The patch titled
Subject: ipc/shm.c add ->pagesize function to shm_vm_ops
has been added to the -mm tree. Its filename is
ipc-shmc-add-pagesize-function-to-shm_vm_ops.patch
This patch should soon appear at
http://ozlabs.org/~akpm/mmots/broken-out/ipc-shmc-add-pagesize-function-to-…
and later at
http://ozlabs.org/~akpm/mmotm/broken-out/ipc-shmc-add-pagesize-function-to-…
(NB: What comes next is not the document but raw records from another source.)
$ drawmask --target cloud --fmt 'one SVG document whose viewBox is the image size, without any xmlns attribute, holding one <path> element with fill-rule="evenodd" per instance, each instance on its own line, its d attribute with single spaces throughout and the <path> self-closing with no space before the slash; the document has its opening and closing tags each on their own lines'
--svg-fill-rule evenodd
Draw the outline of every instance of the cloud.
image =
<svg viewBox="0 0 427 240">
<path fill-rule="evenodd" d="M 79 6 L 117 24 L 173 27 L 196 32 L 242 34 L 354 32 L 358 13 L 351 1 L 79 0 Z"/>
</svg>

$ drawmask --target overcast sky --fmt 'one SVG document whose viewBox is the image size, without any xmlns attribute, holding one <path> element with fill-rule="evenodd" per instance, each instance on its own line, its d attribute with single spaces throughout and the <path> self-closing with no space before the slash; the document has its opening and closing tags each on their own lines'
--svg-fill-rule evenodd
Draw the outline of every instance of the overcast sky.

Before you just go and hit "reply", please:
a) Consider who else should be cc'ed
b) Prefer to cc a suitable mailing list as well
c) Ideally: find the original patch on the mailing list and do a
reply-to-all to that, adding suitable additional cc's
*** Remember to use Documentation/process/submit-checklist.rst when testing your code ***
The -mm tree is included into linux-next and is updated
there every 3-4 working days
------------------------------------------------------
From: Jane Chu <jane.chu(a)oracle.com>
Subject: ipc/shm.c add ->pagesize function to shm_vm_ops
05ea88608d4e13 (mm, hugetlbfs: introduce ->pagesize() to
vm_operations_struct) adds a new ->pagesize() function to hugetlb_vm_ops,
intended to cover all hugetlbfs backed files.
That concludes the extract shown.